I only occasionally drill doors but I'm inevitably in a hurry and always quite a few of them  

Bob


----------



## Sportique (11 Feb 2011)

Lons,

looks good to me, but tell me, how do you know the distance between centre of the "hole" and the edge of the door (i.e. fence position)? Does this vary with make/design of hinge? or are they all standard?

Good straightforward jig.

Dave


----------



## Lons (11 Feb 2011)

Sportique":19y3xbs5 said:


> Lons,
> 
> looks good to me, but tell me, how do you know the distance between centre of the "hole" and the edge of the door (i.e. fence position)? Does this vary with make/design of hinge? or are they all standard?
> 
> ...



Hi Dave

The jig is pretty simple and I think quite common as I'm sure I cribbed it from somebody a long time ago and i was hoping there might be something better out there.

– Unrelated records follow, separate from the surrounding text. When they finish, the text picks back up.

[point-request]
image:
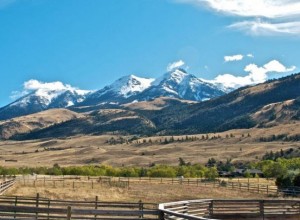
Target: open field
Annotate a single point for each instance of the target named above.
(147, 192)
(83, 150)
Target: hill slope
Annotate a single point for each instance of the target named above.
(267, 104)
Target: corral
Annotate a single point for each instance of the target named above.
(41, 207)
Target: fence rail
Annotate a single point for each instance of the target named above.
(5, 185)
(231, 209)
(245, 184)
(43, 208)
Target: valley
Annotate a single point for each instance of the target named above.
(238, 145)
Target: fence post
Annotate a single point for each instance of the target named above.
(69, 213)
(211, 208)
(37, 204)
(141, 209)
(16, 201)
(48, 214)
(96, 205)
(261, 209)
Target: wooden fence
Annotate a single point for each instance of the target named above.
(46, 209)
(231, 209)
(241, 184)
(5, 185)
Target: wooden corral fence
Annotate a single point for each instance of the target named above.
(232, 209)
(45, 209)
(6, 184)
(245, 184)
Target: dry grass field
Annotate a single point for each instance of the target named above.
(147, 192)
(83, 150)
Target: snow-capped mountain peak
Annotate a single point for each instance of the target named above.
(129, 85)
(176, 76)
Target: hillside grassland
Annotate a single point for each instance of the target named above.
(238, 145)
(147, 192)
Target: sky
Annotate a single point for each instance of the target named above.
(88, 44)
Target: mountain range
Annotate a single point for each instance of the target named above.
(177, 84)
(264, 105)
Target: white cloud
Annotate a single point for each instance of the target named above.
(259, 27)
(280, 16)
(253, 8)
(255, 75)
(44, 88)
(233, 58)
(175, 65)
(35, 85)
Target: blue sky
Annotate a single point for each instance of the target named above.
(90, 43)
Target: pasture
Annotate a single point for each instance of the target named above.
(238, 145)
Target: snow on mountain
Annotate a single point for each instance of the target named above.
(179, 84)
(119, 91)
(130, 85)
(176, 83)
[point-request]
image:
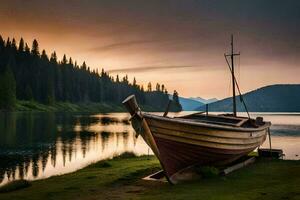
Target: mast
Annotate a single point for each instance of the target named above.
(233, 79)
(231, 55)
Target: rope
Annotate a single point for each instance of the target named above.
(237, 85)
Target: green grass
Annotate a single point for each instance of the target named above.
(14, 185)
(120, 178)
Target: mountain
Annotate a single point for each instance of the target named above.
(272, 98)
(189, 104)
(204, 101)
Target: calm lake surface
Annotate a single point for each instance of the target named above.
(40, 145)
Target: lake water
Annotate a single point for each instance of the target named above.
(40, 145)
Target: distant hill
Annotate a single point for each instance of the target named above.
(204, 101)
(273, 98)
(188, 104)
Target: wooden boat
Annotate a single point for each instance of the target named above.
(197, 139)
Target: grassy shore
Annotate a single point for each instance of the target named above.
(120, 178)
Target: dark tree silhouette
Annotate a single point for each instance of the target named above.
(27, 74)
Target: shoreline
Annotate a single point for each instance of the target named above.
(120, 178)
(33, 106)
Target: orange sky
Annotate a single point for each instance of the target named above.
(177, 43)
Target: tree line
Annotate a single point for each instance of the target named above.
(30, 74)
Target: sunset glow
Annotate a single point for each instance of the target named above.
(178, 43)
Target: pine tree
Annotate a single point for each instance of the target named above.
(149, 87)
(21, 45)
(28, 93)
(7, 89)
(134, 82)
(35, 48)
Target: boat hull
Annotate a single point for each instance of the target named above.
(181, 145)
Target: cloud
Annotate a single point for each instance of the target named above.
(150, 68)
(122, 45)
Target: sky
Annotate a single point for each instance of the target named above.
(179, 43)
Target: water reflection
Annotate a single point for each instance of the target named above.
(39, 145)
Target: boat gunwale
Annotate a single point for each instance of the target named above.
(214, 126)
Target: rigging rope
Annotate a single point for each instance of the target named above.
(237, 85)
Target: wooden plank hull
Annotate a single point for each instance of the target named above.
(181, 145)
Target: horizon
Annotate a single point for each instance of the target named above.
(132, 38)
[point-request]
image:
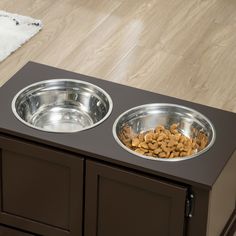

I used to make all my own cabinets and had it set up permantently into a bench with hinge centres @ 100mm from door ends so reference was never a problem and it was set at zero from door edge so I could use a relevant spacer to suit virtually any hinge.

The guy I use to make my carcases now also sets at 100mm but as my pillar drill is now moveable I drlilled some 18mm mdf at the spacings I use and I just clamp it to the jig, lower the bit into the hole and clamp the jig to the drill table. Not really efficient but for infrequent use it's ok for the minute. Not though when I set up the workshop as I'm not happy with it.

Bob


----------



## Sportique (11 Feb 2011)

Bob

thanks for your reply - now I understand why you would like to change the set-up for your new workshop.

Dave


----------



## claptonkid (23 Feb 2011)

I bought one of these a few months back: 

http://cgi.ebay.co.uk/DRILL-JIG-KITCHEN ... 985wt_1141

It's a very cheap and cheerful drilling jig which allows easy adjustment of the margin. You basically fit a depth stop to your corded drill then a steel bush guides your 35mm bit into the door. You drill until the depth stop hits the jig. Of course you can buy £150 versions of this from Blum, but why bother? It seems to work fine for me.



Lons":axmcy580 said:


> I made this jig years ago for drilling kitchen cupboard doors for sprung blum type hinges and have been using it today to drill 20 oak doors.
> 
> My current setup means that I have to pull out the pillar drill and cover stuff around it with old sheets - not ideal but I want to clear out and set up my workshop properly this summer and wondered if anyone has a better system (though this does work) that I can incorporate.
> 
> ...


----------